Los tres caminos encuentran amparo en el texto constitucional, que no es precisamente el “Manifiesto Comunista”. Hace falta únicamente voluntad judicial y política, la que solo parece haber germinado tras dos suicidios ante quienes iban a desahuciarlos. Quintaesencia de la política hecha espectáculo. Pueden estar sufriendo y muriendo las y los afectados todos los días, pero solo se hace noticia si tiene visibilidad e impacto mediáticos. En todo caso, la lección no debe ser pesimista sobre la naturaleza humana, sino sobre todo optimista en términos sociales y políticos: una vez más la ley no produce por sí sola la justicia. Ha hecho falta de nuevo la presión de la gente. El clamor de la calle.
Y mucho me temo que esa presión y ese clamor tendrán que seguir dándose.

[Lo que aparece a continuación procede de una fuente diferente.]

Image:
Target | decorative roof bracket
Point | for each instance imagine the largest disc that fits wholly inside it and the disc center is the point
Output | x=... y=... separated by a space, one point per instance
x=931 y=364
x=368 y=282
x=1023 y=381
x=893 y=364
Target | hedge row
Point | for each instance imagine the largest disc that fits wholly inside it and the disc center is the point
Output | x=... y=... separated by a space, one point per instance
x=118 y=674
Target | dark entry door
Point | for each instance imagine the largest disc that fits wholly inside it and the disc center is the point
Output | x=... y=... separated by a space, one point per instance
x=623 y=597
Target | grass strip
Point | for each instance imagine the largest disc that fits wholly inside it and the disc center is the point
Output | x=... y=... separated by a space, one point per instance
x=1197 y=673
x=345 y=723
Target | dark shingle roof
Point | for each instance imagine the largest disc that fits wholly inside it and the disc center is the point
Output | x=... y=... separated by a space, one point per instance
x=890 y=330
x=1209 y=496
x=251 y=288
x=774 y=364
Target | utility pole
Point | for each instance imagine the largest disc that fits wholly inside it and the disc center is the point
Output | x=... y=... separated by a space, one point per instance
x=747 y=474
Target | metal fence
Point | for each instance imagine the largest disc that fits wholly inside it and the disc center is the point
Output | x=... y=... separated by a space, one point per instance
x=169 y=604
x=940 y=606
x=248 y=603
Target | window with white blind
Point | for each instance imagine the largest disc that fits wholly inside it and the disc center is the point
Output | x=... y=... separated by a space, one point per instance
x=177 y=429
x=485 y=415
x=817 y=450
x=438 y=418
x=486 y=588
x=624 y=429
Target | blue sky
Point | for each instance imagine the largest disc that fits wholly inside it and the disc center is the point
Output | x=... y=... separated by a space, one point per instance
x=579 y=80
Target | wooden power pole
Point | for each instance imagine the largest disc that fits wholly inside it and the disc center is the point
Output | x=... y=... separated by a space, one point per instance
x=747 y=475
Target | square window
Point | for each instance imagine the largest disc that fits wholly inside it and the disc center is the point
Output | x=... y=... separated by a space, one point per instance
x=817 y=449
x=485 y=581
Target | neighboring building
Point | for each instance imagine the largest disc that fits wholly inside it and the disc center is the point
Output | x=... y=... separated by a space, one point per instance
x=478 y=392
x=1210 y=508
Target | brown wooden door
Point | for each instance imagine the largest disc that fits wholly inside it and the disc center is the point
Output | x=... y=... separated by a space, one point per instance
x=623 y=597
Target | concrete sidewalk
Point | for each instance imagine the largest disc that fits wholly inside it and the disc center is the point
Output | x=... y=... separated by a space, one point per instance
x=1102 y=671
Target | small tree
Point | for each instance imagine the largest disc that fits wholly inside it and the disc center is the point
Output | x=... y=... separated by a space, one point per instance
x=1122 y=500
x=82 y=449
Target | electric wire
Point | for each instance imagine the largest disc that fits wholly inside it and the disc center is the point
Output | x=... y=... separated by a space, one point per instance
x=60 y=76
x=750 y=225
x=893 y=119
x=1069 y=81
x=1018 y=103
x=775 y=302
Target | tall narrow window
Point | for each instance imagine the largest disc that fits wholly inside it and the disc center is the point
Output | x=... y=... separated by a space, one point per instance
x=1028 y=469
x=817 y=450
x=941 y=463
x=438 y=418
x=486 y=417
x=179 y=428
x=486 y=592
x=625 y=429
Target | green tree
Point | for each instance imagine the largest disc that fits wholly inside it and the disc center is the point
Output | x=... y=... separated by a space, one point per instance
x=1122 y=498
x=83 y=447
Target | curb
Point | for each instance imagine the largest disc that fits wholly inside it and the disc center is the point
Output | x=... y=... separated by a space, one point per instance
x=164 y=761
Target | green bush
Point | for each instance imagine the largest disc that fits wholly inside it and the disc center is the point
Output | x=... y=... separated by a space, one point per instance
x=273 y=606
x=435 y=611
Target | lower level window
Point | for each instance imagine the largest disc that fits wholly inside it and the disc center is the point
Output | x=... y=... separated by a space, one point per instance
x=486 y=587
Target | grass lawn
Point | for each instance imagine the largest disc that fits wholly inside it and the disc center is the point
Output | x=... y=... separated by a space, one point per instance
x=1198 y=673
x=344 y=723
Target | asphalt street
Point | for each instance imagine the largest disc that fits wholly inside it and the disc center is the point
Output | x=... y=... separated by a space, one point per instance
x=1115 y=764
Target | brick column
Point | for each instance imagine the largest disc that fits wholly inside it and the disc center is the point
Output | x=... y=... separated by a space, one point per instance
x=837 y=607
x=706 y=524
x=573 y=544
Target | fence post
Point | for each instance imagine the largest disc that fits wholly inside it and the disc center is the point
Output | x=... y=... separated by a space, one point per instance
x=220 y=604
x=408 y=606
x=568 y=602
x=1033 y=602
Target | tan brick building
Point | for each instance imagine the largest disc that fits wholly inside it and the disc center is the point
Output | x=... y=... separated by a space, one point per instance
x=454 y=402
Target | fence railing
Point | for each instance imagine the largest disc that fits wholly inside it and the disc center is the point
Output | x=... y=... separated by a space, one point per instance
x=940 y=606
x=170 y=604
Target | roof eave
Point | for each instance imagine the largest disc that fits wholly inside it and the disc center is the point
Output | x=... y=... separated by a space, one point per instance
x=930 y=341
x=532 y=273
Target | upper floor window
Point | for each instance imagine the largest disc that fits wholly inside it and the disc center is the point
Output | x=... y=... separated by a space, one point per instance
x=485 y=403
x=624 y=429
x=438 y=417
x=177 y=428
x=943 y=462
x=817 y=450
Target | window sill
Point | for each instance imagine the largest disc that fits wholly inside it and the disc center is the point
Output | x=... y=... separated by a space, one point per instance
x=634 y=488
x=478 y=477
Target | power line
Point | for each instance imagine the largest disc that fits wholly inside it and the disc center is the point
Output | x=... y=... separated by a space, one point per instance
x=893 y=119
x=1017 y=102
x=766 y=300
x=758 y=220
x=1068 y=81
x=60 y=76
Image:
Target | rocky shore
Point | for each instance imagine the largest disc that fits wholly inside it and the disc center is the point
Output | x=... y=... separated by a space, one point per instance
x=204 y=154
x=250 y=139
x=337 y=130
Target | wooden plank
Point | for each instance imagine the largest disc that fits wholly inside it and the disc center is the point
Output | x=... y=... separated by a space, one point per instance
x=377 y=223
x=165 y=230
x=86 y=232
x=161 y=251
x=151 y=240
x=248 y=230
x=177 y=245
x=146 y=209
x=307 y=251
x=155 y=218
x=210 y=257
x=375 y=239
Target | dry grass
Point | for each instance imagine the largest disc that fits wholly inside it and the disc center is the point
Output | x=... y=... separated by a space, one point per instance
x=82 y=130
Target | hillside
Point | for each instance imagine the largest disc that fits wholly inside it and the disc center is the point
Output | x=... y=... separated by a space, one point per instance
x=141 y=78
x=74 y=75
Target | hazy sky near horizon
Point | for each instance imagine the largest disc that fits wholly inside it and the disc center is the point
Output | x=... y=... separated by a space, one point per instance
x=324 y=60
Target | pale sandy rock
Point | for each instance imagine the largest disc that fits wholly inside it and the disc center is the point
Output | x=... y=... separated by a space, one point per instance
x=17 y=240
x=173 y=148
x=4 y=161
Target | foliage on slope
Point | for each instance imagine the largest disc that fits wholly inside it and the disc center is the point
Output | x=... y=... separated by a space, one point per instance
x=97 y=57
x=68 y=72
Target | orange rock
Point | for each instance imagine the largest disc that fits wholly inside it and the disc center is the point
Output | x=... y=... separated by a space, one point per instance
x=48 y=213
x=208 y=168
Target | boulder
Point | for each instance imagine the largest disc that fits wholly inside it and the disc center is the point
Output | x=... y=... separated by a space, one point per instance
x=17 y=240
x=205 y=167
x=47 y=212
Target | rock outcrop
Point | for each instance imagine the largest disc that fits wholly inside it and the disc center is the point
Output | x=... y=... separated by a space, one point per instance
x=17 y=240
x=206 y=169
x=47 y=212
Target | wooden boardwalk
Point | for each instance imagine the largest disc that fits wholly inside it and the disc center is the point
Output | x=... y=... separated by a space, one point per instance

Pasada la oleada de indignación por esas muertes, los medios pasarán a otra cosa mariposa, y los círculos gubernamentales mostrarán hasta qué punto eran impostadas sus declaraciones y no buscaban sino frenar la indignación pública. Por de pronto, vean el decepcionante y vergonzante Decreto aprobado por el Consejo de Ministros, que limita arteramente la moratoria de los desahucios a un muy reducido porcentaje de casos. Que, una vez más, pone la política y la ley más al servicio de los poderosos, en este caso de nuevo los bancos, que de las y los ciudadanos. A este paso, acabará quedando claro que lo que hay que impugnar no es ya políticas y leyes concretas, sino el propio orden político y jurídico que las alberga. Quien siga creyendo que ese orden se corregirá sustancialmente a sí mismo y por sí mismo, sin la presión desde abajo, podrá quizá ser un ciudadano modélico, pero hará gala de una fatal dosis de ingenuidad.